Since 2011, Brazil’s economic prospects have dipped. The country has underperformed against other developing markets. Experts cite many reasons, including government intervention, higher relative inflation, an equities slump, high labor costs and lower productivity. One result?

“It is much harder to raise money,” Gleason says, adding that he’s seen very little new VC fund activity so far this year. For his startup, he and his co-founder, whom he met at McKinsey, initially bootstrapped the company, but have since accessed local and international venture capital in a series-A round negotiated at last year’s close, just as the investment scene was drying up. (They announced the funding in May.)

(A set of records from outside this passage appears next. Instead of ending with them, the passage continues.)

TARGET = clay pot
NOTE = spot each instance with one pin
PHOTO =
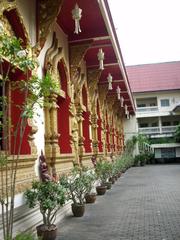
(119, 174)
(101, 190)
(90, 197)
(112, 179)
(78, 209)
(108, 185)
(47, 233)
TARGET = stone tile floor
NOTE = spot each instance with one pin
(144, 204)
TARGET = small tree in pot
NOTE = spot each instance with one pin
(90, 196)
(102, 171)
(50, 196)
(76, 186)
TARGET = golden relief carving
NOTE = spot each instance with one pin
(47, 13)
(33, 130)
(6, 5)
(52, 58)
(77, 53)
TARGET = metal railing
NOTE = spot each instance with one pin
(156, 130)
(168, 129)
(147, 109)
(149, 130)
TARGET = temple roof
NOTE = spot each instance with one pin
(154, 77)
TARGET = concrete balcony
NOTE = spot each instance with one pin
(149, 130)
(147, 109)
(168, 129)
(157, 130)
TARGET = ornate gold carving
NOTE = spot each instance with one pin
(7, 6)
(74, 132)
(93, 76)
(52, 58)
(34, 129)
(47, 13)
(102, 92)
(77, 53)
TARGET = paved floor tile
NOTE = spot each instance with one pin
(144, 204)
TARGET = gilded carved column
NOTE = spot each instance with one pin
(102, 92)
(110, 103)
(47, 13)
(93, 78)
(48, 146)
(54, 129)
(80, 130)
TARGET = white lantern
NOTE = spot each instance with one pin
(109, 78)
(1, 27)
(118, 90)
(126, 109)
(100, 56)
(122, 101)
(76, 15)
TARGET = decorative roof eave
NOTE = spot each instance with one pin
(104, 7)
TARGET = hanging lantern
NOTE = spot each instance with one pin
(126, 109)
(1, 27)
(122, 101)
(118, 90)
(100, 56)
(76, 15)
(109, 78)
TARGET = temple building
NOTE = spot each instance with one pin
(76, 44)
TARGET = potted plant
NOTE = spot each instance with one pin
(76, 187)
(90, 196)
(50, 196)
(102, 176)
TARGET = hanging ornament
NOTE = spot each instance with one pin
(118, 90)
(122, 102)
(76, 15)
(100, 56)
(126, 109)
(109, 78)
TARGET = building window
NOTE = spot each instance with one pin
(155, 124)
(164, 102)
(168, 153)
(166, 124)
(141, 105)
(175, 123)
(141, 125)
(152, 105)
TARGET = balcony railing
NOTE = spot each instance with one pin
(147, 109)
(149, 130)
(157, 130)
(168, 129)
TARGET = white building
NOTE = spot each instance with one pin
(156, 91)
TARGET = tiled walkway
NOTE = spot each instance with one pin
(144, 204)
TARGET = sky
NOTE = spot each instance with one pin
(148, 30)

Gleason sees a slowing of the Wharton MBA crowd, particularly expats, coming to Brazil as a response.

Still, Wharton grads were ahead of the curve compared with other MBAs, Reise believes, and they still represent an “outsized” presence in the ecosystem.

A search in WhartonConnect, the School’s online directory, turned up 844 alumni in Brazil, but only seven listed themselves as working in venture capital (including Reise), 14 in “Internet products and services” (including Smith), and four in “entrepreneurial.” We know of at least one entrepreneur not included here— Florian Hagenbuch, C’10, W’10, who launched Printi nearly two years ago—so perhaps it’s a matter of WhartonConnect data. (Hint: Alumni, update your info in WhartonConnect.)

As for what still draws and keeps Wharton expats, money is available in Brazil for the right entrepreneur.

“Investors have more capital than they had before, but they’re being selective,” Reise says.

Opportunity exists, which Reise defines as the “white space” of improving upon the mess of bureaucracies, inefficiencies and complexities in the country. And the country itself is vibrant, beautiful and friendly.

“Brazil is welcoming of foreigners and especially well-educated foreigners,” Reise says.